Shadows of Doubt is a fully procedurally generated sandbox stealth game developed by ColePowered Games and published by Fireshine Games. The game released in early access on Steam on April 24, 2023 and see’s us playing and thinking like a detective as we solve crimes within a sci-fi noir city. The voxel graphics may not be for everyone, but I love them, so don’t let that deter you as there is so much to like about the game. We get to use a variety of gadgets and collect evidence to solve cases and it had me engaged for hours each play session.
The game takes a little while to load each time, but this is because literally everything about the city you’re about to explore is procedurally generate. This includes every single NPC having personal information that you can examine like fingerprints, name, address, phone number, occupation and more. It’s crazy to think how much information is there for you to investigate and it’s an exciting gameplay experience.
For its initial launch into Steam early access, Shadows of Doubt includes ‘The Dead of Night’ – a specially crafted case to introduce the game – and a Sandbox Mode, featuring an endless number of cases to investigate and civilians to meet, a variety of equipment and dense procedurally-generated cities to explore. I started with the tutorial scenario and was thankful for the instructional prompts. However, once I got the hang of the basics, I felt constricted by having to complete tutorial tasks in the order the game wanted me to.
I was following instructions and searched the first location that had a dead body. I used the fingerprint scanner to scan prints and found two sets, rummaged through notebooks, the phone log and post-it notes that gave me plenty of evidence to pin to the evidence board. I looked at the evidence and had an idea for my next steps, but these differed to the tutorial prompts, and you can’t really progress unless you do the tutorial steps in order. On one hand it was frustrating as I had to follow ‘their’ line of questioning, but at the same time it made me want to jump into sandbox mode which is a good thing.
Each crime scene will have a plethora of evidence to collect and sift through. Scan fingerprints, check call histories, read private emails, bribe citizens, watch CCTV, or pick locks, break down doors and sabotage security systems – you call the shots on how to solve each case. I got a big gun-ho on my first sandbox case. I knew I had the right suspect, but they were being short and blunt in their responses, so I got the first out and started to persuasively say they were the bad guy. I realise I should have arrested them and questioned them at the station, but adrenaline got the better of me. Though this perp whipped out a shotgun and shot me a few times before I could escape through an air duct.
I managed to limp to a pharmacy to buy bandages and stop the bleeding, however I had suffered a broken leg.

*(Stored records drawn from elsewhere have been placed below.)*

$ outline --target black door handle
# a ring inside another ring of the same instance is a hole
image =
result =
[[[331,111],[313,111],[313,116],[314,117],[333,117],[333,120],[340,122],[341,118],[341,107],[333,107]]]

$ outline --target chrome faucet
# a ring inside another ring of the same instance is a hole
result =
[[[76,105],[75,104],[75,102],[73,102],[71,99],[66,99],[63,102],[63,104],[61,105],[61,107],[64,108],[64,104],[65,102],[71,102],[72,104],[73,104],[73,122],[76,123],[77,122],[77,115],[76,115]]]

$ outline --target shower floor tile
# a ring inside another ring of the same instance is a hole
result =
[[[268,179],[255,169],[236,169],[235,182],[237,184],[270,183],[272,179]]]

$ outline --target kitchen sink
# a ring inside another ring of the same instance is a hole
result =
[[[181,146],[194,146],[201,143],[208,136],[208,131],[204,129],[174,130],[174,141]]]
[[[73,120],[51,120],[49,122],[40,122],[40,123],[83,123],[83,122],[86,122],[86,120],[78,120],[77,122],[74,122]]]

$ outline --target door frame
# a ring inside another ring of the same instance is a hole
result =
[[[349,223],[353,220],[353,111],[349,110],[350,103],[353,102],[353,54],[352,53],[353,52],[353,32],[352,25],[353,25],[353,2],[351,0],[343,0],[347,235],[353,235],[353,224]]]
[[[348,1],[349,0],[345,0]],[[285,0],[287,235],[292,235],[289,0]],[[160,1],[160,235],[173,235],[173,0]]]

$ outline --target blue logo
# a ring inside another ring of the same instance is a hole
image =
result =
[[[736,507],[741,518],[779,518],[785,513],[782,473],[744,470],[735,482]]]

For the next 30 minutes or so I proceeded to limp my way around town as I continued along the evidence trail. I got fed up with moving so slow that I thought I would head to the hospital to get the leg fixed but I couldn’t work out how to get it fixed. I slept in a bed through the night thinking perhaps the doctors don’t work at night, but still couldn’t get it fixed. I ended that game and rolled a new one.

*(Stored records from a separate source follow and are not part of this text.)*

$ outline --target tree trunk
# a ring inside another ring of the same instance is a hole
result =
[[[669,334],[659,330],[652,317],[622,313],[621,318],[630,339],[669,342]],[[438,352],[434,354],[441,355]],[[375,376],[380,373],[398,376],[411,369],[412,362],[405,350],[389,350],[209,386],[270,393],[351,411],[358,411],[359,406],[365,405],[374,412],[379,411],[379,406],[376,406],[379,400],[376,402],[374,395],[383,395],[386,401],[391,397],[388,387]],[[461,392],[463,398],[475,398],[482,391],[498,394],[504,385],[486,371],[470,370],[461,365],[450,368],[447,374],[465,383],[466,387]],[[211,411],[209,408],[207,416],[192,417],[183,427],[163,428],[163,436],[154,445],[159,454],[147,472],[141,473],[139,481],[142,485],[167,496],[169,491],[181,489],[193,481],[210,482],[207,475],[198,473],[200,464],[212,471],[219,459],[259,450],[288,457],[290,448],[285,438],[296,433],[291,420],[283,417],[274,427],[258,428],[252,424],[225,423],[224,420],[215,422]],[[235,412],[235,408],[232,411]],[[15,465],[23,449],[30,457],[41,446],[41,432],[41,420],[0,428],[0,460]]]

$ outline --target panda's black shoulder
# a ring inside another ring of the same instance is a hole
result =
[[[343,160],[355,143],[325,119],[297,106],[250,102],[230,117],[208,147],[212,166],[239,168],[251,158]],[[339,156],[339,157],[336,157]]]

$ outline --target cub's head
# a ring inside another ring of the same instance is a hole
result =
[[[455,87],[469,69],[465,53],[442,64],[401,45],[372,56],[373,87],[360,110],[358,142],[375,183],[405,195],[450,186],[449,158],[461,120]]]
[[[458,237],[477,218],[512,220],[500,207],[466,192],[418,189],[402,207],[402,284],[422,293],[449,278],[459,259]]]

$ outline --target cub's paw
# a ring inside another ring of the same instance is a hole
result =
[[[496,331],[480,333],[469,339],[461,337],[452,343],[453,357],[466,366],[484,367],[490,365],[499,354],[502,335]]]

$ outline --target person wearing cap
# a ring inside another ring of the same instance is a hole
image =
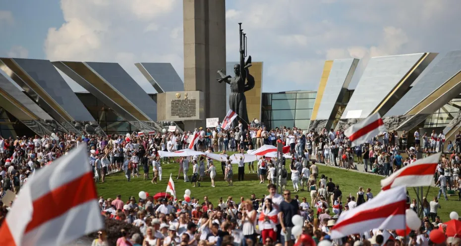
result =
[[[200,239],[200,235],[197,234],[197,225],[193,222],[189,222],[187,224],[187,231],[184,233],[189,236],[189,246],[197,246]]]
[[[170,225],[168,227],[168,236],[163,240],[163,246],[170,246],[172,244],[177,245],[181,242],[181,239],[176,234],[176,227]]]
[[[161,202],[162,204],[155,210],[156,213],[170,214],[174,212],[174,208],[168,204],[168,200],[164,198],[162,199]]]

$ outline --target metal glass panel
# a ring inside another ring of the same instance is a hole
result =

ColePowered Games has recently revealed the first look at a roadmap of free content and features coming to Shadows of Doubt during Early Access, ahead of a full 1.0 release scheduled for later this year. Coming in Q2 2023, the game’s first major update will introduce a brand-new side job, along with a new building type and additional NPC interactions, with additional updates planned for Q3 and Q4 2023.
I have enjoyed my time in Shadows of Doubt immensely, and the voxel graphics ticks a niche in my gaming likes that I love coming back to it for short bursts. It really makes you think about how pieces of evidence could connect together, and you can go down any line of questioning to see how far down the rabbit hole it goes. I am still blown away that every single NPC in the game has stats and information about them that you can investigate. Very cool! I am keen to see the game progress over the early access period.
This review utilised a key provided by 71 PR and Shadows of Doubt is available now on Steam early access.